The Beartown Road itself is the only route in the Bear Creek Drainage which is open to motorized vehicles. Most travelers include this scenic, remote and primitive road as a side trip while en route from Creede to Silverton via Stony Pass (Forest Development Road 520) .
The Beartown Road (Forest Road 506) leaves the Stony Pass Road (4-wheel drive) to the south, approximately 8 1/4 miles from Lost Trail Campground. The road then runs in a southwesterly direction for approximately 6 miles to Kite Lake (located just below the Continental Divide and Hunchback Mountain and Pass), where it dead-ends.
The route generally traverses a southeast exposure throughout its length and has a well-defined double tread. With the exception of the last mile, the route is not steep, but contains many rocks embedded in its tread, which makes much of the route slow-going.
The road runs mostly through an open valley in which Bear Creek is located. It then climbs steeply over the last mile through high alpine country to Kite Lake (12,100 feet elevation). At its junction with the Stony Pass Road, the Beartown Road drops 100 feet in 1/4 mile to the Rio Grande River, where it crosses the river and begins paralleling Bear Creek up the valley. This crossing generally poses no real problems except in early to mid-June, if spring run-off is high. Over the next 3 plus miles the road gradually climbs 400 feet in elevation. The road then climbs another 300 feet in the next 1/2 mile, to the lower end of the meadow in which the Beartown site is located.
Beartown is located in the upper end of this meadow. Evidence of the old mining town is nearly gone, with only telltale signs of where old cabins once stood. The structures that once stood near the old mine location are now collapsed and rapidly disappearing.

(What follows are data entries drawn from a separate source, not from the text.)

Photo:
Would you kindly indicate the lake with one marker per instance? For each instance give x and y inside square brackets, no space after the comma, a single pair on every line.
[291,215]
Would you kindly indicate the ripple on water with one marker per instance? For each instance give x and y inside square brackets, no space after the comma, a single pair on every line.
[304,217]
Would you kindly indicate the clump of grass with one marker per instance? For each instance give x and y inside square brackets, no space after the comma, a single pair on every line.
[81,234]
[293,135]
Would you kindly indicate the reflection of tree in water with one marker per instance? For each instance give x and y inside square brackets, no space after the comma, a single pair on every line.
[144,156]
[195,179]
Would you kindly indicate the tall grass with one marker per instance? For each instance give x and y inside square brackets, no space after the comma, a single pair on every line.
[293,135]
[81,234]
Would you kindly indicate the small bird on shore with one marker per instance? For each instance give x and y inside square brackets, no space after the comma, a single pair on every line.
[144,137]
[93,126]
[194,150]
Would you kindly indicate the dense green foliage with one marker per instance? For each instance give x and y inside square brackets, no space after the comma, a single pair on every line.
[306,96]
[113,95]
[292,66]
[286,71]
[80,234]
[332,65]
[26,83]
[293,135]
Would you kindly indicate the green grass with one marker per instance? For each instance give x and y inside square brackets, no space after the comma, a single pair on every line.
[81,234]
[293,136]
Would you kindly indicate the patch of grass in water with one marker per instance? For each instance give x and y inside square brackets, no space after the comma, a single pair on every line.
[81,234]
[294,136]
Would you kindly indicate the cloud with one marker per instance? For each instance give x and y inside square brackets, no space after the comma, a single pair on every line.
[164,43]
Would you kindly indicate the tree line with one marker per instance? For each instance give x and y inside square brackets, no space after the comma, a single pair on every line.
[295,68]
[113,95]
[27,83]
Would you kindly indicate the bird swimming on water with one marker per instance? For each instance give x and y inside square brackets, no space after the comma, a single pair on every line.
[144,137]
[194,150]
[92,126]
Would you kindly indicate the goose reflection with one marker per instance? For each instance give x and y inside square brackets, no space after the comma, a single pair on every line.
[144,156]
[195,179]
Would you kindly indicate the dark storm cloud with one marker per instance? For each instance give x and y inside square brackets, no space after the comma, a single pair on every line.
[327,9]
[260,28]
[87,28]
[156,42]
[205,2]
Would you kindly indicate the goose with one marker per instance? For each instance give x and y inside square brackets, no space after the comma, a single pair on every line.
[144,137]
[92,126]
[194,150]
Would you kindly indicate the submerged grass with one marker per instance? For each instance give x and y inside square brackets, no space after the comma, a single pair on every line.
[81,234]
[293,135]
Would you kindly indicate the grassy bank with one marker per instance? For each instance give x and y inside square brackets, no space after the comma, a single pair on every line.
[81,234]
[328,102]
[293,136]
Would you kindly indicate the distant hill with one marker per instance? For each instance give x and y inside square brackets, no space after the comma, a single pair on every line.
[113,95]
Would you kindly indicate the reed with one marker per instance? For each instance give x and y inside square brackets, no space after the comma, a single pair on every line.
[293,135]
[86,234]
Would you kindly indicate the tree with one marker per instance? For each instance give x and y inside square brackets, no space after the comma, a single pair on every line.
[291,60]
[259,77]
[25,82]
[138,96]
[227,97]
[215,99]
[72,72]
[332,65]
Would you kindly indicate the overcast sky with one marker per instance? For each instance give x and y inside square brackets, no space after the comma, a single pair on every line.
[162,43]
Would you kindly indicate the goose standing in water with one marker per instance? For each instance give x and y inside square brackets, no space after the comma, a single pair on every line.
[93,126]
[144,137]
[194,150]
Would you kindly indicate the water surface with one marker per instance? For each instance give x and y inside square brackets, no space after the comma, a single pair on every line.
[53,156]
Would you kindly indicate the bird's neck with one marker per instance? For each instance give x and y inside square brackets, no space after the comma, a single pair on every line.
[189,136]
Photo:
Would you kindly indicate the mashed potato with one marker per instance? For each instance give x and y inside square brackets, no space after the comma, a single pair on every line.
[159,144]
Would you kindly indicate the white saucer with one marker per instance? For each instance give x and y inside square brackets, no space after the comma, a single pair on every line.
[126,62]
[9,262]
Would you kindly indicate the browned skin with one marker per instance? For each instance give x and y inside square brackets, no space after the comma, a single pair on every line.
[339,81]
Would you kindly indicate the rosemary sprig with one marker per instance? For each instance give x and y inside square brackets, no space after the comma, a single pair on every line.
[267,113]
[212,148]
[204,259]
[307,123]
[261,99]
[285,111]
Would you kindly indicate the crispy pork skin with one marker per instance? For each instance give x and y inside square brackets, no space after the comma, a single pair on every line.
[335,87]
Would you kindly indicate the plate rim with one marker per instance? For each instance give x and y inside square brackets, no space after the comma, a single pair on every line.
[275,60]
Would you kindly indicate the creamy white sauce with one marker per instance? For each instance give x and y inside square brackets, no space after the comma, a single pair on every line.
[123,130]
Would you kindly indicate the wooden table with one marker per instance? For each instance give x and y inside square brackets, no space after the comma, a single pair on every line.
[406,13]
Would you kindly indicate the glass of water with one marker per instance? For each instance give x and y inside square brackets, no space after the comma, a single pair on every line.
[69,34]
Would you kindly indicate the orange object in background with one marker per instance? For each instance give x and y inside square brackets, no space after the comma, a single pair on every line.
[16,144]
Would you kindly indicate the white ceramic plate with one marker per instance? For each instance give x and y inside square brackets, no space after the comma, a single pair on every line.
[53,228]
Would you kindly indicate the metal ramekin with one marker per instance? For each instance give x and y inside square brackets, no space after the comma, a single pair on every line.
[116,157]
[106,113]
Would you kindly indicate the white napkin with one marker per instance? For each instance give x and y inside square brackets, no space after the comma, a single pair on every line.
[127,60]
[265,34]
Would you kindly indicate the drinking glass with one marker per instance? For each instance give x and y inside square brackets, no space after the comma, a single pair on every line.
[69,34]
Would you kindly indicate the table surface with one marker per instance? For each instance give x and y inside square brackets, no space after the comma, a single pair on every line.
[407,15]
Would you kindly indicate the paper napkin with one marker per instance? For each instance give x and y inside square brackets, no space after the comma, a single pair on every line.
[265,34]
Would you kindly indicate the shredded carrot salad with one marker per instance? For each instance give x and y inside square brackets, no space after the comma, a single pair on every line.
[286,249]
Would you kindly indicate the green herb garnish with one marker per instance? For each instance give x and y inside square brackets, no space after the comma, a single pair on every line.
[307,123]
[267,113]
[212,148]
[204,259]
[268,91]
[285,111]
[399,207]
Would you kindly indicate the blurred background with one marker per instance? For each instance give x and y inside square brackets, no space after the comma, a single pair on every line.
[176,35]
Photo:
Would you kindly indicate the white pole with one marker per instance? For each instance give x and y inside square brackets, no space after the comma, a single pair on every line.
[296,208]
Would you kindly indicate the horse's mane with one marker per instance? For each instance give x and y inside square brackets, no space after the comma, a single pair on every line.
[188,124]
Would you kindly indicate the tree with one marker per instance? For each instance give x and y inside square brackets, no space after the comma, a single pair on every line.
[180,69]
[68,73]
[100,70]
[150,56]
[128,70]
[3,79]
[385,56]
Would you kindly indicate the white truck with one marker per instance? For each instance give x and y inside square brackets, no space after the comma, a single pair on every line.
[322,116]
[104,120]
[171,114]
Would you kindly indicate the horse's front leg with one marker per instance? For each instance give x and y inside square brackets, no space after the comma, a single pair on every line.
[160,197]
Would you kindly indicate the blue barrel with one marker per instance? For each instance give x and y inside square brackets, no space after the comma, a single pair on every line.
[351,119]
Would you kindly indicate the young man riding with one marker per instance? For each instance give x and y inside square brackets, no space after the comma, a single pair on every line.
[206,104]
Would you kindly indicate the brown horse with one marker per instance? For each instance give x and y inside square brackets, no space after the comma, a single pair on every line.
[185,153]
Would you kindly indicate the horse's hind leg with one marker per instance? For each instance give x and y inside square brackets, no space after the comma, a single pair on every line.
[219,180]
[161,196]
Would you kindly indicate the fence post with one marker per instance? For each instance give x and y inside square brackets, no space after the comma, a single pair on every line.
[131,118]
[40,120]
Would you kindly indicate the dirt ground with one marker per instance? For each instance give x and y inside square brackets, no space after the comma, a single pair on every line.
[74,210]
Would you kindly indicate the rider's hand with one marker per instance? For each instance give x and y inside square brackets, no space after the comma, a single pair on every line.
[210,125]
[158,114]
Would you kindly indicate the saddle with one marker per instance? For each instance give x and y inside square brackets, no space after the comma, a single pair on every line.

Just beyond the Beartown site, at the upper end of the meadow, the road begins to climb steeply (almost 900 feet in just over one mile) to Kite Lake. The road dead-ends at Kite Lake near an old mining shack that is till standing. Kite Lake sits in a partial bowl formed by the backbone of the Continental Divide with Hunchback Mountain and Pass just to the south. The lake is sterile, supporting no fish or other life forms.
Early to midsummer usually brings a profusion of wildflowers and breathtaking color to the mountainsides adjacent to the road, especially around and just beyond the old Beartown site. Columbines and multitudes of other species of wildflowers add color and beauty to the landscape.
Directions from Creede: Drive a little over 20 miles southwest on Highway 149 to the intersection of Highway 149 and Rio Grande Reservoir Road (Forest Development Road 520). Bear left at the junction and continue just over 18 miles west to Lost Trail Campground. Just beyond Lost Trail Campground, the road becomes Stony Pass Road (Forest Road 520). Continue west on this 4-wheel drive road for approximately 8 1/4 miles to Beartown Road (Forest Road 506). Turn left on the Beartown Road which runs south-southwest.